Avec 78 Pieces of Film, création longtemps attendue, ici rehaussée d’une chorégraphie dont je ne perçois pas toujours l’apport, le compositeur pousse un pan plus loin son envie d’assemblage / désassemblage, autant de sons que d’images – et d’éclairage : il y convoque Hitchcock, son visage bonhomme attelé à expliquer l’importance cruciale du montage (cutting, cutting, cutting), mais aussi ses scènes de peur, la pureté des gros plans (œil effrayé, bonde et son tourbillon d’eau, bouche hurlante, mains aux doigts écartelés…) et l’effroi de la lumière cassante sur le geste de l’instrumentiste pour explorer, à la manière d’un boucher appliqué et avec une fureur qui ne se contient que difficilement, l’art de la découpe. Exercice extravagant, entre rêve et éveil, pour un compositeur qui évolue dans un monde à plus de trois dimensions.

L’une émerge, les autres parlent d’expansion et d’exil

Parmi les trois œuvres au programme de l’Ensemble Musiques Nouvelles sur la scène de la salle M de Bozar, celle de l’estonienne Helena Tulve (elle nourrit ses inspirations auprès de Ligeti, Scelsi ou Saariaho) se distingue par la finesse de traitement du son : les timbres à l’œuvre dans Emergence II. Boundless, Shoreless (ceux des instruments de l’ensemble, auxquels se joignent les sons retravaillés de l’installation sonore d’objets en verre imaginée par l’artiste visuelle Justine Emard lors de la création de la pièce) suggèrent une féérie en suspension – d’où l’on ne serait pas surpris qu’émerge, dans un flux d’air porteur, le Père Noël, ses rennes et sa hotte au fond infini.

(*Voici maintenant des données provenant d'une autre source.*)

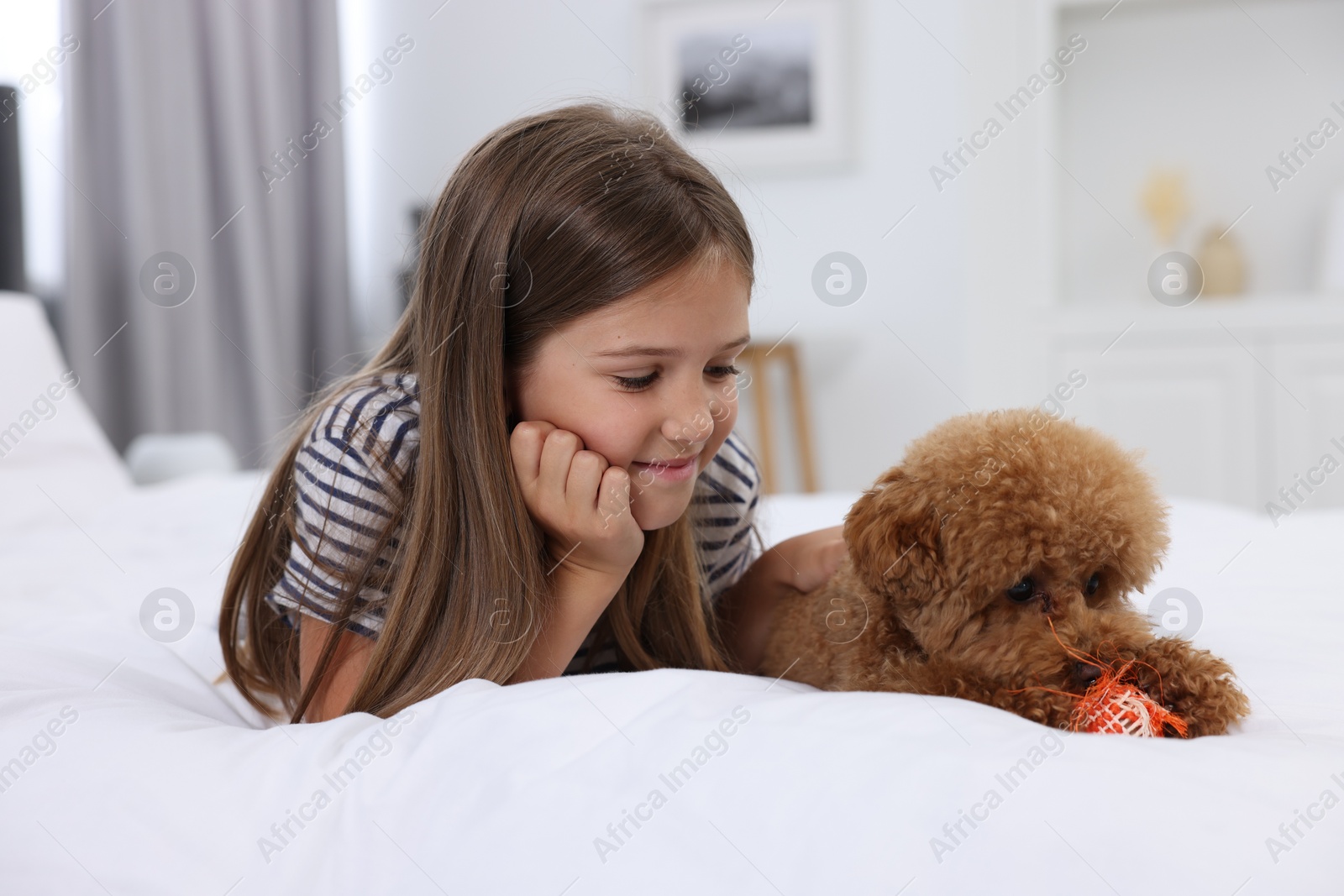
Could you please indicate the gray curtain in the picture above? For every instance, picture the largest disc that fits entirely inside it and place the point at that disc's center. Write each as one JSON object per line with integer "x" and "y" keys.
{"x": 202, "y": 147}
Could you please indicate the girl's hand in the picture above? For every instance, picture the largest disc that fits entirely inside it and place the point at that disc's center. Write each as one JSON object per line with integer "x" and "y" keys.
{"x": 581, "y": 501}
{"x": 811, "y": 559}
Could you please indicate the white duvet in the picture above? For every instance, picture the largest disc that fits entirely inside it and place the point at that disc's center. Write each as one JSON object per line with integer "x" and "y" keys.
{"x": 124, "y": 770}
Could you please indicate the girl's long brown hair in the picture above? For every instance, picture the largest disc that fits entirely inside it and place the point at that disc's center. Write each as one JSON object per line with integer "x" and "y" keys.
{"x": 549, "y": 217}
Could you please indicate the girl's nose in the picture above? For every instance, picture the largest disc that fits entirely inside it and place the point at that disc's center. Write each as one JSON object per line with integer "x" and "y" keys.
{"x": 689, "y": 419}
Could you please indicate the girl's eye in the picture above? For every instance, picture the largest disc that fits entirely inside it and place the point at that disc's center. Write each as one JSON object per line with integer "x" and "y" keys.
{"x": 636, "y": 383}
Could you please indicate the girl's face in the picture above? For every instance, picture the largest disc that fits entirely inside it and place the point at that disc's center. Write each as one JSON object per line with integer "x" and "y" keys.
{"x": 648, "y": 383}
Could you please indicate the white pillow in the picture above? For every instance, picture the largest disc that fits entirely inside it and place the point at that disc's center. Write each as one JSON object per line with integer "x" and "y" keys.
{"x": 49, "y": 438}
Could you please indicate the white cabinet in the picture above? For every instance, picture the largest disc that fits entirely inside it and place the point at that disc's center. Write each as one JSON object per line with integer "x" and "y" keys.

Pour sa nouvelle pièce, The Primeval Atom, le belge Jean-Pierre Deleuze se réfère à l’hypothèse de l’atome primitif de son compatriote Georges Lemaître, professeur d’astrophysique à l’Université catholique de Louvain et dont les travaux, avec ceux de l'américain Edwin Hubble, initient la théorie du Big Bang : des souffles dans le corps des violons aux robustes scintillements qui s’éteignent en bruissant, le compositeur, qui aime jouer avec la perception (notamment par le biais de la technique de transmission de timbre, d’un instrument à l’autre), ose l’abondance sonore, sorte de grandeur téméraire, qui emporte.

Le firmament de cette soirée, c’est Exil, de Giya Kancheli (Géorgien venu à Berlin en 1991, il vit ensuite à Anvers), dont on devine la proximité musicale et philosophique avec Jean-Paul Dessy, pièce sensible, mystique et inspirée : la soprano Elise Gäbele porte les textes de Paul Celan et de Hans Sahl, en équilibre sur une pulsation délicate, faite d’ondelettes éphémères, en une progression faussement indolente qui chemine, au travers d’une aura translucide, inquiétante, vers une perfection idéalisée et évoque puissamment la nostalgie du pays, la mélancolie du chez soi, le spleen de la terre qu’on a quittée – une nostalgie collective plus qu’individuelle, la nostalgie d’un peuple exilé à la recherche du bien-être.